Jude Collins

Thursday 15 October 2009

Final salutes



A lot of posturing comment recently over two salutes, one because it happened and the other because it didn’t happen. In both cases the person being saluted or not saluted knew nothing of the event.

The first involved John Brady, who was found hanged in his cell at Strand Road police station in Derry on Saturday 3 October. Brady was a dissident republican who’d been arrested on Friday 2 October in connection with an alleged assault. His family don’t believe he committed suicide, which is what officialdom is busy claiming was the case. In a final salute, a volley of shots was fired over Brady’s coffin, and this has excited much critical comment in anti-republican ranks. “These are the gestures of a failed and discredited culture” the Irish Examiner told us, “and do not honour anyone’s life or death”.

The second salute, or non-salute, involved the Mayor of Belfast and the Queen of England. The Alliance Party’s Naomi Long drew heavy unionist fire when she didn’t propose a toast to QE2 during the official dinner marking her installation as mayor. DUP councillor Robin Newton said he was ‘greatly saddened’ by this failure and that she’d let down her East Belfast constituents.

Not for the first time, it’s hard to know what the Irish Examiner is on about. It’s a time-honoured practice in military circles to fire shots over the coffin of comrades who have died – the British army do it all the time. Why the dissident republicans’ volley should be described as ‘a culture’, failed or otherwise, is hard to see. The people who fired the shots clearly admired Brady and since they didn’t hit anyone, their volley is harmless and understandable.

The unionists in Belfast’s City Hall were also keen to show the esteem in which they hold Queen Elizabeth II, and they weren’t one bit pleased that Naomi Long didn’t give them the opportunity to so do.
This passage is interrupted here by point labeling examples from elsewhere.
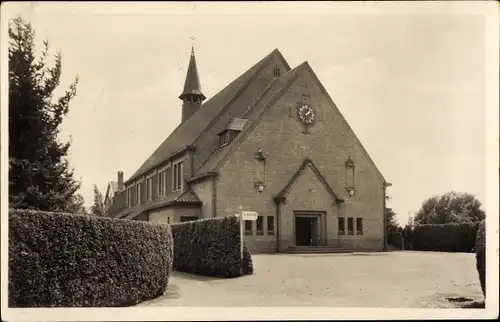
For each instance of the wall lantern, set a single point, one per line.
(258, 155)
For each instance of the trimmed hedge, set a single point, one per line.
(459, 237)
(210, 247)
(481, 255)
(396, 239)
(65, 260)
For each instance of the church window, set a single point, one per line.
(349, 176)
(148, 189)
(350, 226)
(259, 168)
(359, 226)
(276, 71)
(129, 197)
(341, 226)
(248, 227)
(270, 225)
(260, 225)
(177, 176)
(138, 193)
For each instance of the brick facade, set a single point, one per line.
(275, 166)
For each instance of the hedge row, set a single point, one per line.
(64, 260)
(459, 237)
(210, 247)
(481, 255)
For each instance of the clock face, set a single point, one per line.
(306, 114)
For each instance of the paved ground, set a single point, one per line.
(389, 280)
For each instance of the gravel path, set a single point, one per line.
(389, 280)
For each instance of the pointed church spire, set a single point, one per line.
(192, 88)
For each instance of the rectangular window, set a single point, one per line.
(188, 218)
(177, 176)
(270, 225)
(248, 227)
(168, 181)
(341, 226)
(260, 225)
(161, 183)
(350, 226)
(359, 226)
(129, 197)
(149, 189)
(224, 138)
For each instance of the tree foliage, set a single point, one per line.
(40, 176)
(97, 209)
(451, 207)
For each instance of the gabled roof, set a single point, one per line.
(237, 124)
(281, 196)
(266, 100)
(189, 132)
(113, 186)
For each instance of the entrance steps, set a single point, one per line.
(316, 250)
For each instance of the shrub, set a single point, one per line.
(459, 237)
(63, 260)
(210, 247)
(481, 255)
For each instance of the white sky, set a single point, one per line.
(412, 86)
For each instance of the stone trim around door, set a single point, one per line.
(317, 235)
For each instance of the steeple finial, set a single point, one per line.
(192, 85)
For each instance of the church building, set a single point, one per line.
(274, 142)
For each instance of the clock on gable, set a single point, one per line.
(306, 114)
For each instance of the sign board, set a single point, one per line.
(249, 215)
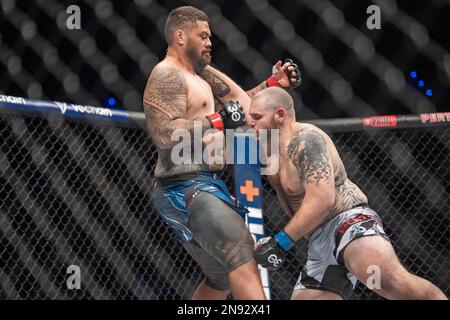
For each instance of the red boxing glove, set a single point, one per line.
(230, 116)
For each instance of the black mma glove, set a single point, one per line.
(270, 251)
(230, 116)
(282, 75)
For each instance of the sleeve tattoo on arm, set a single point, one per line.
(308, 152)
(165, 104)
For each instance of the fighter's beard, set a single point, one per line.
(198, 62)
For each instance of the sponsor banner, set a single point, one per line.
(437, 117)
(380, 121)
(64, 108)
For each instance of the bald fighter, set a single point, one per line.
(183, 88)
(346, 237)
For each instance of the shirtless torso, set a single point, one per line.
(191, 98)
(289, 188)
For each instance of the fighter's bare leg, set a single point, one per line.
(205, 292)
(245, 282)
(396, 282)
(313, 294)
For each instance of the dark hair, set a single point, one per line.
(180, 18)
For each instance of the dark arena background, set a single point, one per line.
(76, 193)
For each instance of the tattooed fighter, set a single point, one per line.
(346, 237)
(189, 198)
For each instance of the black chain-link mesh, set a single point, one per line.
(79, 194)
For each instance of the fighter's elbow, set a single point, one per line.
(326, 198)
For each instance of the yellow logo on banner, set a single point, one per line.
(249, 190)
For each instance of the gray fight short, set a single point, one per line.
(325, 268)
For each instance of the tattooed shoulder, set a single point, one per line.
(219, 87)
(166, 91)
(308, 152)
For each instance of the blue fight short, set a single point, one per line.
(169, 200)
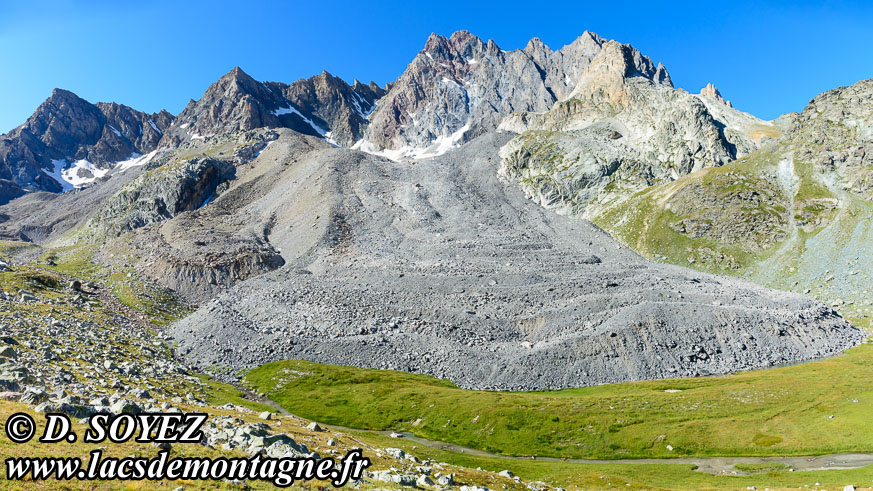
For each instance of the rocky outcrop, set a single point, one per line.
(159, 193)
(344, 108)
(459, 87)
(440, 268)
(323, 106)
(835, 134)
(67, 129)
(792, 215)
(712, 92)
(623, 128)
Not that QE2 either knew or cared whether they did or not, any more than the dead Brady could care about the salute over his corpse.

But the paramilitaries were speaking, so to say, for their united ranks, when they fired the volley; Naomi Long, had she offered a royal toast, would not have been speaking for at least half and maybe more of the people of Belfast. She clearly was aware of that and sensibly kept her glass on the table. Robin Newton and unionism also know that half, maybe more of Belfast's population are now nationalist/republican, but they find it hard to accept. Maybe they felt that if Her Majesty could be toasted at the dinner, somehow past unionist hegemony would come flooding into the present on a wave of royal sentiment.

So maybe the Irish Examiner should stop trying to pretend dissident republicans have gone away and Robin Newton and Co should start accepting that the good old, Queen-quaffing days ain't coming back.